Published online by Cambridge University Press: 09 November 2009
Introduction
Traditional narratives of the trajectory of constitutional development concerning civil rights and liberties are quintessentially Whiggish narratives, which posit, first, the vanquishing of reactionary constitutionalism of outmoded economic liberties that characterized the premodern state of courts and parties, and, second (and coincident with the consolidation of the modern state), a linear post-breakthrough progression upward toward an increasing solicitude for personal individual liberties. This linear, progressive narrative, which is structured around barrier, breakthrough, and apotheosis, serves as an ideological adjunct of the process of legitimizing and institutionalizing the policy architecture of the New American State. In its unidimensional developmental structure, however, this narrative has worked systematically to erase the choices that were made in the ongoing process of constructing that state between contentious, agonistic creedal commitments and multiple institutional orders.
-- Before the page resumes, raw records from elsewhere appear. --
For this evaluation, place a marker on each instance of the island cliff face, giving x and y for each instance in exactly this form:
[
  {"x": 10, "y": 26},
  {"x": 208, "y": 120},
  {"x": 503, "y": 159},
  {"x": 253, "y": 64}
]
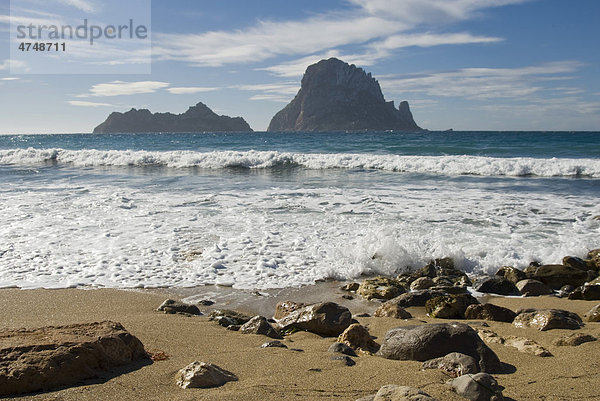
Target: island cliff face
[
  {"x": 198, "y": 118},
  {"x": 336, "y": 96}
]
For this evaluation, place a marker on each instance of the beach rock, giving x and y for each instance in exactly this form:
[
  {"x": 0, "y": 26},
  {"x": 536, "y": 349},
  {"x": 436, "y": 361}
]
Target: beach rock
[
  {"x": 284, "y": 308},
  {"x": 259, "y": 325},
  {"x": 203, "y": 375},
  {"x": 490, "y": 312},
  {"x": 455, "y": 364},
  {"x": 344, "y": 358},
  {"x": 171, "y": 306},
  {"x": 425, "y": 342},
  {"x": 594, "y": 257},
  {"x": 586, "y": 292},
  {"x": 357, "y": 337},
  {"x": 547, "y": 319},
  {"x": 335, "y": 96},
  {"x": 341, "y": 348},
  {"x": 50, "y": 357},
  {"x": 422, "y": 283},
  {"x": 593, "y": 315},
  {"x": 351, "y": 287},
  {"x": 449, "y": 306},
  {"x": 497, "y": 285},
  {"x": 273, "y": 344},
  {"x": 391, "y": 309},
  {"x": 416, "y": 298},
  {"x": 533, "y": 288},
  {"x": 555, "y": 276},
  {"x": 326, "y": 319},
  {"x": 380, "y": 288},
  {"x": 578, "y": 263},
  {"x": 521, "y": 344},
  {"x": 573, "y": 340},
  {"x": 391, "y": 392},
  {"x": 198, "y": 118},
  {"x": 488, "y": 336},
  {"x": 511, "y": 274},
  {"x": 526, "y": 346},
  {"x": 478, "y": 387},
  {"x": 226, "y": 317}
]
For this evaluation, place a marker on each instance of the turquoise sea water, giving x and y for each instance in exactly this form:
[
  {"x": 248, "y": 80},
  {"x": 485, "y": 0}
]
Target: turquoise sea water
[{"x": 263, "y": 210}]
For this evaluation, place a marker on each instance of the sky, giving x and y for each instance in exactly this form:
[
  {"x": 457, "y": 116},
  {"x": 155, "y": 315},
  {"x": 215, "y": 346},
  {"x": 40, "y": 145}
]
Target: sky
[{"x": 461, "y": 64}]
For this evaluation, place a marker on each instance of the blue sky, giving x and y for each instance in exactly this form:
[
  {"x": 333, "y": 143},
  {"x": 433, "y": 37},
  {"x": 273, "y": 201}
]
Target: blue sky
[{"x": 462, "y": 64}]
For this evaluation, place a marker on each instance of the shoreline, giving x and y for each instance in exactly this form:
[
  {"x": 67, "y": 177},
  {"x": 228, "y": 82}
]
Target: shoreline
[{"x": 280, "y": 374}]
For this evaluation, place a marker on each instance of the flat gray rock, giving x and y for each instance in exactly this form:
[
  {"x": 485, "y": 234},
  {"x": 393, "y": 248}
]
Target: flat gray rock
[
  {"x": 455, "y": 363},
  {"x": 203, "y": 375},
  {"x": 425, "y": 342},
  {"x": 548, "y": 319},
  {"x": 326, "y": 319},
  {"x": 259, "y": 325}
]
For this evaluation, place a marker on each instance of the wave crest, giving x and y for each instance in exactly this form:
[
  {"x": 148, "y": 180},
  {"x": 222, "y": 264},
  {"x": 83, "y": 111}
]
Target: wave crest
[{"x": 445, "y": 165}]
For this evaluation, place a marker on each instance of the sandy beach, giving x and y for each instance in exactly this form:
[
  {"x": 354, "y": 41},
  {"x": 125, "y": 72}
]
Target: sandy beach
[{"x": 285, "y": 374}]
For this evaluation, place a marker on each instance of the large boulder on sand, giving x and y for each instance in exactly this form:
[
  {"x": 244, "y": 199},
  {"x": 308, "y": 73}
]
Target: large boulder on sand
[
  {"x": 55, "y": 356},
  {"x": 490, "y": 312},
  {"x": 556, "y": 276},
  {"x": 450, "y": 306},
  {"x": 425, "y": 342},
  {"x": 380, "y": 288},
  {"x": 326, "y": 319},
  {"x": 477, "y": 387}
]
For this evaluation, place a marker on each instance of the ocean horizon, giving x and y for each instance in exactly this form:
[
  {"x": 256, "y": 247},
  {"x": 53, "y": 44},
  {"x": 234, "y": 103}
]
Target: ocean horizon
[{"x": 264, "y": 210}]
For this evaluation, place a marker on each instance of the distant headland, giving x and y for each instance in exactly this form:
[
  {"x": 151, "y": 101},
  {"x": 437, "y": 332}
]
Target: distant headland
[
  {"x": 334, "y": 96},
  {"x": 198, "y": 118}
]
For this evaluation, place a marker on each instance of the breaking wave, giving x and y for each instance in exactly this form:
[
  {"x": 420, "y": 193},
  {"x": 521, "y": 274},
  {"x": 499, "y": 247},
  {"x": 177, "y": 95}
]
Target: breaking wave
[{"x": 444, "y": 165}]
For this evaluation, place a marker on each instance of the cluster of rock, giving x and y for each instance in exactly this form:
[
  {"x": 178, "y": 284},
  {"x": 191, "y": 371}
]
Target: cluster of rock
[
  {"x": 55, "y": 356},
  {"x": 334, "y": 96}
]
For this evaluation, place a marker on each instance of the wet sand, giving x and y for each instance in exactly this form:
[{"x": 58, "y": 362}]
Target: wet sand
[{"x": 282, "y": 374}]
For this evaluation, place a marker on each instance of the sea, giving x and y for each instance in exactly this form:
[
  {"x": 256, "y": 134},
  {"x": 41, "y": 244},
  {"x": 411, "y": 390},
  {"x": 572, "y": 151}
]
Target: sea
[{"x": 263, "y": 210}]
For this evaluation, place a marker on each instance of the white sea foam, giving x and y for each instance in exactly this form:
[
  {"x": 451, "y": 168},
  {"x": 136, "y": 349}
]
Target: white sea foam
[
  {"x": 116, "y": 230},
  {"x": 446, "y": 165}
]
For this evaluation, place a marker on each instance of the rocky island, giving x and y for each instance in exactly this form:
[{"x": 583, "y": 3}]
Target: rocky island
[
  {"x": 198, "y": 118},
  {"x": 336, "y": 96}
]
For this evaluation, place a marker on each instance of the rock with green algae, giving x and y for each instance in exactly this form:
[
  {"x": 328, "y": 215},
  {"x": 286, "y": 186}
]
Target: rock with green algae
[{"x": 380, "y": 288}]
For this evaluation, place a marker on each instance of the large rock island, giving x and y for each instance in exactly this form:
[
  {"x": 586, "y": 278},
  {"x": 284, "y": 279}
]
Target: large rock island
[
  {"x": 198, "y": 118},
  {"x": 336, "y": 96}
]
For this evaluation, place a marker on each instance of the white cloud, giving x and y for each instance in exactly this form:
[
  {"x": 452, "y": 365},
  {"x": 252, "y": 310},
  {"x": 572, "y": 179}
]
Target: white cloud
[
  {"x": 119, "y": 88},
  {"x": 83, "y": 5},
  {"x": 274, "y": 92},
  {"x": 189, "y": 90},
  {"x": 481, "y": 83},
  {"x": 15, "y": 64},
  {"x": 88, "y": 104},
  {"x": 378, "y": 50},
  {"x": 378, "y": 25}
]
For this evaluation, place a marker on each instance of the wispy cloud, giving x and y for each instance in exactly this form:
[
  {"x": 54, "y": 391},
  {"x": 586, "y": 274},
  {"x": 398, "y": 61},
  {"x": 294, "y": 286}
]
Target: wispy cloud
[
  {"x": 274, "y": 92},
  {"x": 83, "y": 5},
  {"x": 481, "y": 83},
  {"x": 120, "y": 88},
  {"x": 379, "y": 26},
  {"x": 190, "y": 90},
  {"x": 81, "y": 103}
]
Instead, as part of the process of inventing the New Constitutional Nation, it has worked systematically to construct those choices and settlements as a monistic triumph of principle.
In this chapter, I spotlight some of the key erasures that have helped to consolidate the Whiggish developmental narrative by focusing on two major – indeed, central – areas of twentieth-century constitutional reform that are typically treated separately: labor rights and civil rights. To say they are treated separately, however, is perhaps not quite right. In traditional narratives of constitutional development, the paths of development of labor rights and civil rights are treated sequentially, and, indeed, these sequential reforms constitute the spine of these unidimensional Whiggish narratives.